TL kredi/mevduat faiz makası pozitif seyrini korurken, yılbaşından bu yana YP kredi büyümesi %25.3 ile %16.9 olan TL kredi büyümesinin üzerinde. TL’nin stabil seyri ile ticari krediler daha ağırlıklı olarak YP cinsinden büyürken, bireysel segmentte ise genel amaçlı tüketici ve kredi kartı kredilerinin artış hızı daha yüksek seyretmekte. 6 Eylül verilerine göre tüketici kredisi faizi %71.7, ticari kredi faizi %60.9, 1-3 ay vadeli mevduat faizi ise %59.3 seviyesinde. Haftalık kredi/mevduat faiz makası %3.9, 13 haftalık ortalama da %5.3 ile pozitif seyrin devamına işaret ediyor. Mart ortasından bu yana TL kredi büyüme hızı 13 haftalık yıllıklandırılmış ortalamalara göre %40’ın üzerinden %23 seviyesine doğru gerilerken, YP kredi büyüme hızı ise aynı dönemde %10’lu seviyelerden %31’e yükselmiş durumda. 6 Eylül itibari ile 13 haftalık yıllıklandırılmış ve kur etkisinden arındırılmış kredi büyüme hızı %26.2, KOBİ kredilerinde %16.7 olarak gerçekleşti. 13 haftalık yıllıklandırılmış ve kur etkisinden arındırılmış mevduat büyümesi ise %29.8 seviyesinde. Kur korumalı mevduat 6 Eylül itibari ile 46.7 milyar $ seviyesinde (1,575 milyar TL). TL mevduatlar ise yılbaşından bu yana %19.2 artarken, YP Mevduat/Toplam Mevduat ise %38.8 seviyesindedir. Vadesiz mevduatın toplam mevduat içerisindeki payı ise %34.4 ile 2023 yıl ortalamasının hafif gerisindedir.

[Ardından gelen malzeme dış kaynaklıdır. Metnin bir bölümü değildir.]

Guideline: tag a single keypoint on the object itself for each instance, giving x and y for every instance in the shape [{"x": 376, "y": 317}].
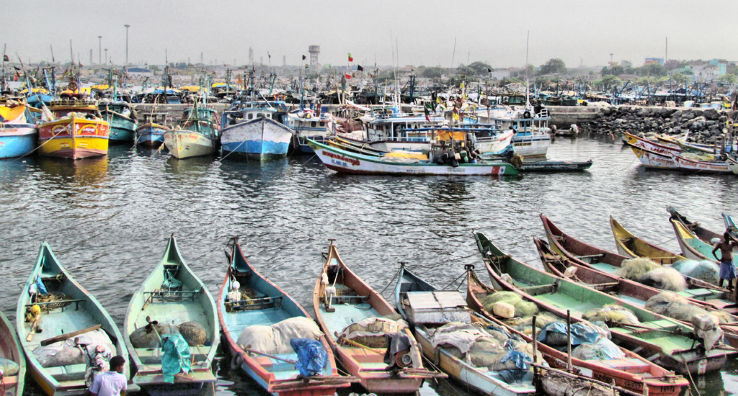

Takipteki kredi oranı %1.73 seviyesinde. Takipteki krediler için ayrılan karşılık oranı ise %74.9 ile yüksek. Reel sektörün YP kredi riskinin 2018 yılı Mayıs ayından bu yana gerilemiş olması önemli bir kazanım. Kredi faizlerindeki yükseliş ile bireysel kredilerde takibe intikal kısmen hızlanabilir. Bunun tolere edilebilir seviyede kalacağını ve bankaların yüksek karşılık oranları ile oldukça korunaklı olduklarını düşünüyoruz. 2023’te 2022’ye göre daha düşük bir kredi risk maliyeti gerçekleşirken, 2024 yılında kredi risk maliyetinde sınırlı bir artış olabilir.